Sunday, June 24, 2007

a conversation with God. part 1

{this happens alot}
GOD: Jon i'm going to put a desire to completely rely on me in everything that i have given you, into your heart.
Me: cool God.

i found myself as i am in ministry, that not only is satan attacking my from all sides, but that God is asking me to give up everything i own and be completely reliant on him.

this has happened before, and it was hard to get through.

GOD: Jon, now is the time you start to pray.

Me: alright God, you have put this desire on my heart, and i know that this new stretch is going to hurt.........God take chunks out of my heart, chisel away at my heart and make me into the man you want me to be. take away my control of money and of anything else that gets in the way of you. this is going to suck, and this is going to be hard.

GOD: now hold on Jon, there is something i have to tell you.

Me: ok what is it?

GOD: listen to the song

Me: ok
i found my self singing:
you give and take away,
you give and take away,
my heart will choose to say lord blessed be your name.

as a smile shines across my face with my hands lifted to the sky.

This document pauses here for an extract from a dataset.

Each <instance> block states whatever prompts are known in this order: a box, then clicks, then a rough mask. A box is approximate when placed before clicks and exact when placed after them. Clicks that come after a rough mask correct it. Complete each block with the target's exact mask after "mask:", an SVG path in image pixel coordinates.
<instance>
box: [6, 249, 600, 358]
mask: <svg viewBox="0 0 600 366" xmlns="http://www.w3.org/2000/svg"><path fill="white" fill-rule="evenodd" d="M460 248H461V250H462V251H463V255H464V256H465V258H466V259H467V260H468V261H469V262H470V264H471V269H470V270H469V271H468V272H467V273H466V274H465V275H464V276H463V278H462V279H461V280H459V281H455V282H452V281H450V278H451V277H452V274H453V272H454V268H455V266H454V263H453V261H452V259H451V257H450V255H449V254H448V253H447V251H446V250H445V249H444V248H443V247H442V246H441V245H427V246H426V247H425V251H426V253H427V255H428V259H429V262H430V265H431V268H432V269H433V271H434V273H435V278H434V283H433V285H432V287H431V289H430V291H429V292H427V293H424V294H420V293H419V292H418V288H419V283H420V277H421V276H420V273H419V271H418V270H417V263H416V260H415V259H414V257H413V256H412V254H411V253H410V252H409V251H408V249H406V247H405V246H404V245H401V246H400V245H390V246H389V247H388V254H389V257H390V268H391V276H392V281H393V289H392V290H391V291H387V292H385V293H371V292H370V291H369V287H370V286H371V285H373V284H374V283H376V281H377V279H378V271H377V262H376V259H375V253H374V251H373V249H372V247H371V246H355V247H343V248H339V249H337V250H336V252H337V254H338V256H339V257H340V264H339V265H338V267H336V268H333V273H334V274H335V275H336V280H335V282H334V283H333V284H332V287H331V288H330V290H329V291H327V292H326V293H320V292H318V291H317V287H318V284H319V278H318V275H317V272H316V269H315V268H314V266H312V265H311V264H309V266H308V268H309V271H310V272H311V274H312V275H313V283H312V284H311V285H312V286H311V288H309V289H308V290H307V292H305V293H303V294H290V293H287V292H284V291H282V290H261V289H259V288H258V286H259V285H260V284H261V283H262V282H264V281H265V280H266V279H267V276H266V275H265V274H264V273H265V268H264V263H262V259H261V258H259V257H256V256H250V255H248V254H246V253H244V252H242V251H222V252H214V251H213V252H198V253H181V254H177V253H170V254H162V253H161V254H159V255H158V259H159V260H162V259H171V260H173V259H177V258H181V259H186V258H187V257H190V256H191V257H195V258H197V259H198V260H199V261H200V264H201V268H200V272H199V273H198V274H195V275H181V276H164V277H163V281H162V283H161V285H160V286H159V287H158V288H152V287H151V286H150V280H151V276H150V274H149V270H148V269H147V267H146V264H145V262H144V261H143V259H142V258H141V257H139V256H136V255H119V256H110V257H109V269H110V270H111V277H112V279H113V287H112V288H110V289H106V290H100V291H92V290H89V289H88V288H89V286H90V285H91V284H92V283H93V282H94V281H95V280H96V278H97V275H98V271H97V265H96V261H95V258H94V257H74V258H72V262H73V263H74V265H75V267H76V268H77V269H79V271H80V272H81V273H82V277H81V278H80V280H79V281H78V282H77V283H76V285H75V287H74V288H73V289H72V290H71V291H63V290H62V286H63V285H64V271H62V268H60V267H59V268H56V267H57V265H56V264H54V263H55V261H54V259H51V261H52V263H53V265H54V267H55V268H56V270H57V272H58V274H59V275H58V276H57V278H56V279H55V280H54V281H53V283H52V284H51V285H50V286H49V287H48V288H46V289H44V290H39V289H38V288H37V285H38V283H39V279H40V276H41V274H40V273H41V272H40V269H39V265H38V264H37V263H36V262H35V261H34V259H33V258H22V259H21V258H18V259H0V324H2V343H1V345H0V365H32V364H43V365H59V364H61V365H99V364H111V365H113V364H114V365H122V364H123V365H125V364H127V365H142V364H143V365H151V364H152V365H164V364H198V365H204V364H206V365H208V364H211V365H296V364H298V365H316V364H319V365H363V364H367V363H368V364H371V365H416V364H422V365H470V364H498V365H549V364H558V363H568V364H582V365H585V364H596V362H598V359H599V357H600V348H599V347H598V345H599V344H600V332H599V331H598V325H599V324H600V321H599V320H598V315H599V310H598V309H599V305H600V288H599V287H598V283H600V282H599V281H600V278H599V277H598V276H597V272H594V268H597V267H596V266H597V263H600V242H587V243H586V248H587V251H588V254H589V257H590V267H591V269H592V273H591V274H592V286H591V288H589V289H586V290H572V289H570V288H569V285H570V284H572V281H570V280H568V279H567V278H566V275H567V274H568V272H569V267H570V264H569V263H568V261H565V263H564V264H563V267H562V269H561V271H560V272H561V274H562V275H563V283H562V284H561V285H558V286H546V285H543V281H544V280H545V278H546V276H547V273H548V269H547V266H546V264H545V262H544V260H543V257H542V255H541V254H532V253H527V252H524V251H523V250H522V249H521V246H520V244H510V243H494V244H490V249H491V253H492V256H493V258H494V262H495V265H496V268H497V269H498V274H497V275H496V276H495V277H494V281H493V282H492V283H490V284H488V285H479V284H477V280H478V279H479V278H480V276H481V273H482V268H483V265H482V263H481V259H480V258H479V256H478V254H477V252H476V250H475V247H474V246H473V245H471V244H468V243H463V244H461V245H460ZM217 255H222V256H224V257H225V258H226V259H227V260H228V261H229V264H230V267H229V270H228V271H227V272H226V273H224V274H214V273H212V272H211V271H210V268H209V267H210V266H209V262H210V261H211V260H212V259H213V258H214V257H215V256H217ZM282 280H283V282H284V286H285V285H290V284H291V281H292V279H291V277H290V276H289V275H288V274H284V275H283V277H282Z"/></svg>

GOD: there is no greater calling then to ultimately give everything to me and trust that i will take care of you, and trust me i will take care of you. I Said and Paul wrote "everything you own on earth is considered lost compared to what you will have in christ jesus.

Me: i get it. praise the Lord

while this was going on God was working on my friend Nick, Nick was asking about me and how i was doing. God said go find out, he is rock harbor tonight you will see him there. NIck doesn't go to rock harbor, so after thinking about it, with is truck being the gass hog is, he said ok. again let me tell you Nick does not go to rock harbor.

NIck shows up ten minutes before church gets out, after church gets out. he goes up on stage and looks for me, after saying hi to a couple of people we catch each others attention.
He begins to tell me everything that is going on in his life and how God put me on his heart, and has been wondering how i was doing and what i was doing for the past couple of days.
I got the privalege to pray for him and his huge hardship that he is going through right now, and completely get to feel God work in that prayer right away.

p.s the story is much better told in real life.